O avanço foi impulsionado, principalmente, pela taxa básica de juros (Selic), que permaneceu em patamares elevados ao longo do ano — terminando 2025 em 15% ao ano. Apenas a apropriação de juros (o reconhecimento mensal dos encargos) adicionou R$ 879,9 bilhões ao saldo devedor no acumulado do ano.
Composição e Metas
Apesar da alta expressiva, o resultado ficou dentro da meta revisada pelo Plano Anual de Financiamento (PAF) em setembro, que previa um intervalo entre R$ 8,5 trilhões e R$ 8,8 trilhões.
Dívida Interna (DPMFi): Cresceu 19,26%, atingindo R$ 8,309 trilhões.

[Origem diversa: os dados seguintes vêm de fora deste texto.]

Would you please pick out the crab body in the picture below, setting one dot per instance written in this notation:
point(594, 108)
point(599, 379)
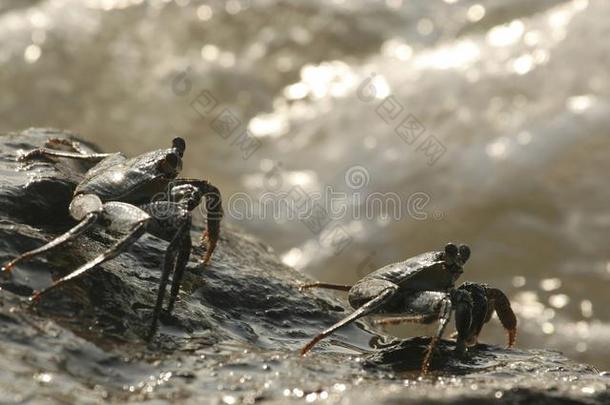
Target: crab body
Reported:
point(121, 193)
point(422, 289)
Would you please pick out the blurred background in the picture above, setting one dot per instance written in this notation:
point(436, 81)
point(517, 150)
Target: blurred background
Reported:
point(488, 121)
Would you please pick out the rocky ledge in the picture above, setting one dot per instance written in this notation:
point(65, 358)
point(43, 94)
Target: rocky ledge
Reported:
point(234, 334)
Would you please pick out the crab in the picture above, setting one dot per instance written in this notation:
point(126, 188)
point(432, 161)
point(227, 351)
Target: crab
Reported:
point(422, 290)
point(119, 193)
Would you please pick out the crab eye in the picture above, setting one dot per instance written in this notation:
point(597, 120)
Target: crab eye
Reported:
point(464, 252)
point(179, 144)
point(170, 164)
point(451, 250)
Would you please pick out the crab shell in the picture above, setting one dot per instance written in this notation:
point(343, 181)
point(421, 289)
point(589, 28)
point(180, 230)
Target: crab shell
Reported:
point(430, 271)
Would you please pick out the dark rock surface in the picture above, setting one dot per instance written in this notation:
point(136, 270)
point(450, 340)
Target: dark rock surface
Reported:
point(234, 334)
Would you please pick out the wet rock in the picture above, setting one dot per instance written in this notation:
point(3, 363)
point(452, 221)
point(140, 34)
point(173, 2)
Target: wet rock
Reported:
point(234, 333)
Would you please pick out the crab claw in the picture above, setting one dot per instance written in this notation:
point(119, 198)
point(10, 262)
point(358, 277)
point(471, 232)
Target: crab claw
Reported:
point(464, 254)
point(35, 297)
point(451, 253)
point(7, 269)
point(505, 313)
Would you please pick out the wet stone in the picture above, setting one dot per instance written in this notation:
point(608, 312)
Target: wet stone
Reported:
point(234, 333)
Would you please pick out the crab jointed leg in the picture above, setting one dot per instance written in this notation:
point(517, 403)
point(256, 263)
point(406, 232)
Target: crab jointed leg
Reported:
point(71, 234)
point(386, 294)
point(121, 212)
point(499, 301)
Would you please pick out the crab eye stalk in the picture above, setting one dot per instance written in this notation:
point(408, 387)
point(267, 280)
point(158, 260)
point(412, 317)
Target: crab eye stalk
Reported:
point(464, 253)
point(451, 250)
point(179, 145)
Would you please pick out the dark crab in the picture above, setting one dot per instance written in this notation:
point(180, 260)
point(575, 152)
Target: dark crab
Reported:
point(422, 289)
point(119, 194)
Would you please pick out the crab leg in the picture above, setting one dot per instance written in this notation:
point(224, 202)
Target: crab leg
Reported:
point(77, 230)
point(181, 262)
point(340, 287)
point(396, 320)
point(384, 296)
point(120, 211)
point(444, 316)
point(507, 317)
point(213, 204)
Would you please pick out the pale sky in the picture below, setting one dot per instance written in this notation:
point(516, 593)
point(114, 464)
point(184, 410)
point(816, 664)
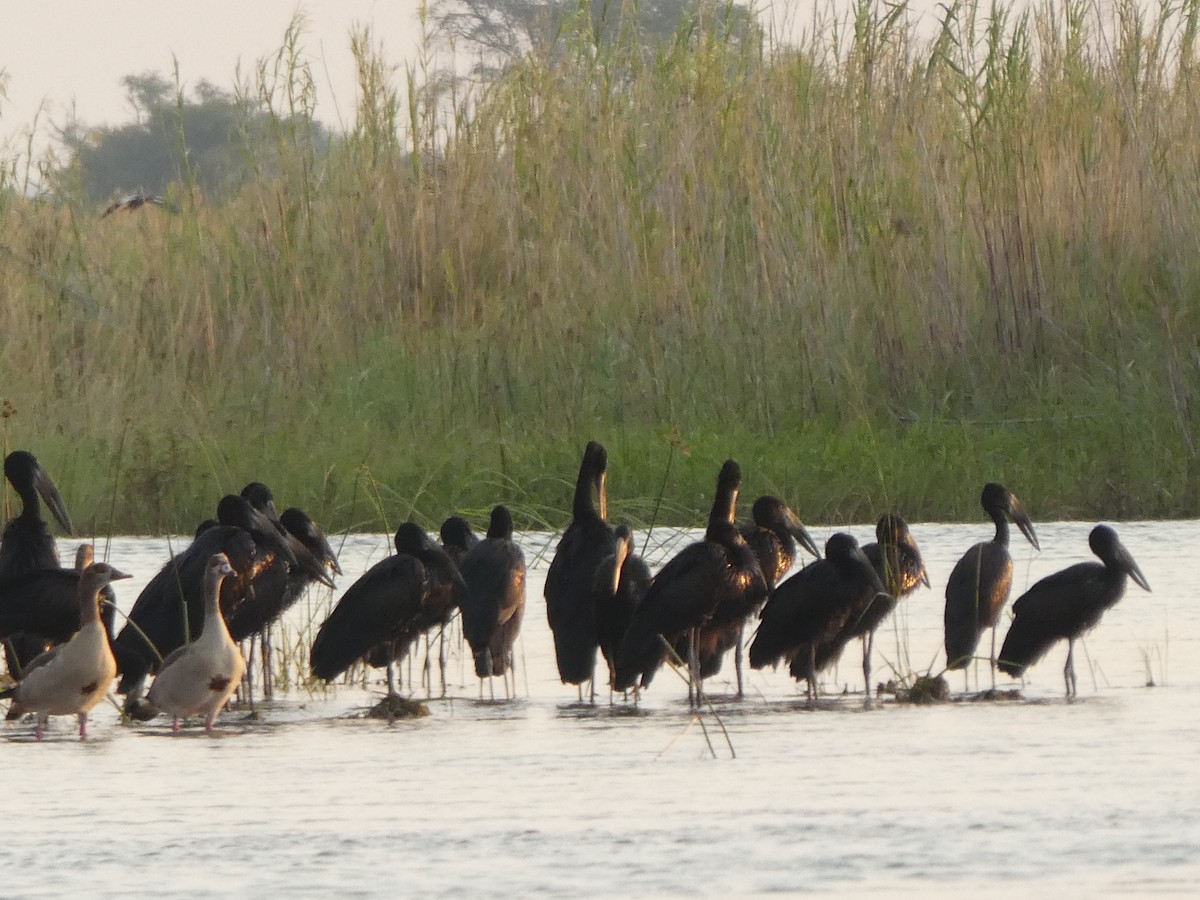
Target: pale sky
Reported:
point(58, 54)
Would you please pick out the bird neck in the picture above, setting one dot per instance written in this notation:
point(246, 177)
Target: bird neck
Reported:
point(1001, 528)
point(89, 603)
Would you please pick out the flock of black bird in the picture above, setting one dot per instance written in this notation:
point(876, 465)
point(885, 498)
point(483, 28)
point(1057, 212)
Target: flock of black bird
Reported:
point(600, 595)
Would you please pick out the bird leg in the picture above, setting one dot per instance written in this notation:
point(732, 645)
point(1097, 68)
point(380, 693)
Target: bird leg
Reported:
point(694, 667)
point(442, 658)
point(264, 651)
point(737, 657)
point(246, 689)
point(868, 646)
point(391, 679)
point(810, 672)
point(993, 659)
point(1068, 671)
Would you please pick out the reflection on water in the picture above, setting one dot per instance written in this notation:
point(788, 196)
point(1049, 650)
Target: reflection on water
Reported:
point(547, 796)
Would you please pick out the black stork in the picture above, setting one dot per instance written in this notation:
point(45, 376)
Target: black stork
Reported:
point(979, 585)
point(390, 605)
point(1067, 605)
point(586, 543)
point(493, 604)
point(897, 559)
point(814, 606)
point(27, 544)
point(717, 573)
point(621, 583)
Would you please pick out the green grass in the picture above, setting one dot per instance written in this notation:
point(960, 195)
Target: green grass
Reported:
point(879, 269)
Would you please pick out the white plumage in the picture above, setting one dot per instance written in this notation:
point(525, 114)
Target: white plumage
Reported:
point(72, 677)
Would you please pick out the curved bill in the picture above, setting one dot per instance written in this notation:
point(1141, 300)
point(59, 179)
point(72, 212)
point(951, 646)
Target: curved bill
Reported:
point(1021, 519)
point(49, 493)
point(1129, 565)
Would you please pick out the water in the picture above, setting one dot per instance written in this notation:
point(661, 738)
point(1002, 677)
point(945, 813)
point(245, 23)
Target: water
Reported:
point(545, 796)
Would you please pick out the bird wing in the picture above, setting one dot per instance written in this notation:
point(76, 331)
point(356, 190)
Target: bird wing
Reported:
point(43, 603)
point(378, 607)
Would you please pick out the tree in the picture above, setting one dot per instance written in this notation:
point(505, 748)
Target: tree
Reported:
point(207, 139)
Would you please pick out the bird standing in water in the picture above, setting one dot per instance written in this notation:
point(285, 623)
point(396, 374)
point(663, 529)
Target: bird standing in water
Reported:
point(979, 585)
point(73, 677)
point(27, 544)
point(587, 541)
point(718, 571)
point(1067, 605)
point(814, 606)
point(493, 604)
point(897, 561)
point(199, 677)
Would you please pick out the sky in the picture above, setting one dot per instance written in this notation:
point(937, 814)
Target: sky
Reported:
point(60, 55)
point(64, 55)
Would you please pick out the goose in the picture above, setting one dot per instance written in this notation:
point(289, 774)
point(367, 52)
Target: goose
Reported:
point(979, 585)
point(199, 677)
point(72, 677)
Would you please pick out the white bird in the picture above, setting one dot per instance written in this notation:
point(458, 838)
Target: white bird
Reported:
point(72, 677)
point(199, 677)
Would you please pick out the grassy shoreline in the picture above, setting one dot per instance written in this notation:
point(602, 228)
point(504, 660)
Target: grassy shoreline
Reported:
point(877, 269)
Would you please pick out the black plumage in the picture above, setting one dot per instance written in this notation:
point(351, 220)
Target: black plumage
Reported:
point(587, 541)
point(457, 537)
point(719, 573)
point(27, 544)
point(388, 607)
point(895, 558)
point(774, 538)
point(979, 585)
point(1067, 605)
point(493, 604)
point(157, 623)
point(621, 582)
point(277, 587)
point(814, 606)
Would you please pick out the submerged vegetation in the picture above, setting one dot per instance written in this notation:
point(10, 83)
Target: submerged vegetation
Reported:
point(880, 268)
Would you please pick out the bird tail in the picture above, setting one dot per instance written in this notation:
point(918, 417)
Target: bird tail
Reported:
point(1023, 647)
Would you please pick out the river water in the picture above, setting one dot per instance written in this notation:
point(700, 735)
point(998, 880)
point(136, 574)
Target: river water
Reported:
point(543, 795)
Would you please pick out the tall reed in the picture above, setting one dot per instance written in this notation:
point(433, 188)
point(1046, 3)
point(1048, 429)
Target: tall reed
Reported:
point(881, 267)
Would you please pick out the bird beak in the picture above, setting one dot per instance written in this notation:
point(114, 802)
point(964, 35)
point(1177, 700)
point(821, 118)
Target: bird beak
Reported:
point(1023, 521)
point(49, 493)
point(802, 534)
point(603, 496)
point(1131, 567)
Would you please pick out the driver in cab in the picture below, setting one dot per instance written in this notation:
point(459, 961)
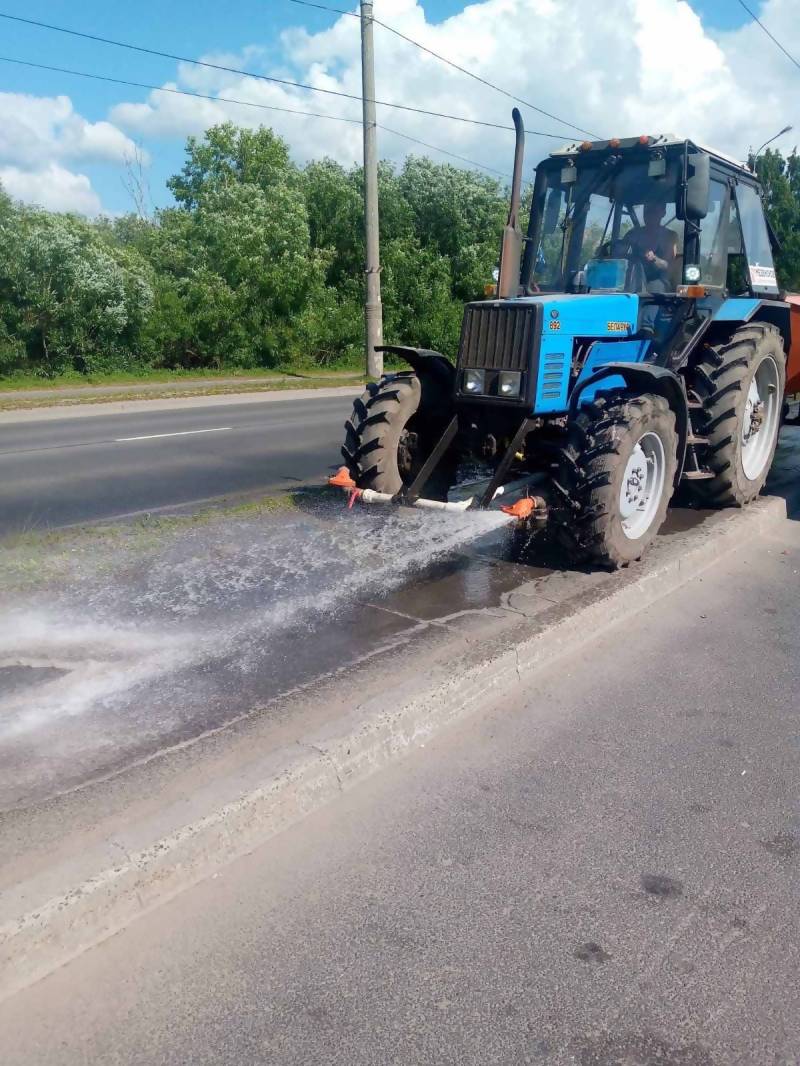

O Tesouro emitiu mais títulos do que resgatou, com foco em papéis atrelados à Selic.
Dívida Externa (DPFe): Recuou 6,62% no ano, fechando em R$ 326,07 bilhões, beneficiada pela queda média do dólar no período. No entanto, em dezembro, houve uma alta de 3,53% devido a tensões externas e à valorização pontual da moeda americana.
O “Colchão” de Liquidez
Para garantir o pagamento dos vencimentos futuros, o Tesouro Nacional mantém uma reserva financeira, chamada de colchão de liquidez. Segundo o órgão, o montante atual é suficiente para cobrir os compromissos da dívida pelos próximos sete meses, garantindo tranquilidade para todo o primeiro semestre de 2026.
Projeções para 2026
O Tesouro também apresentou as metas para este ano. A expectativa é que o endividamento continue crescendo, podendo atingir um teto de R$ 10,3 trilhões até dezembro de 2026. O mercado financeiro, via Relatório Focus, projeta que a Selic comece a cair gradualmente, podendo encerrar 2026 em torno de 12,25%.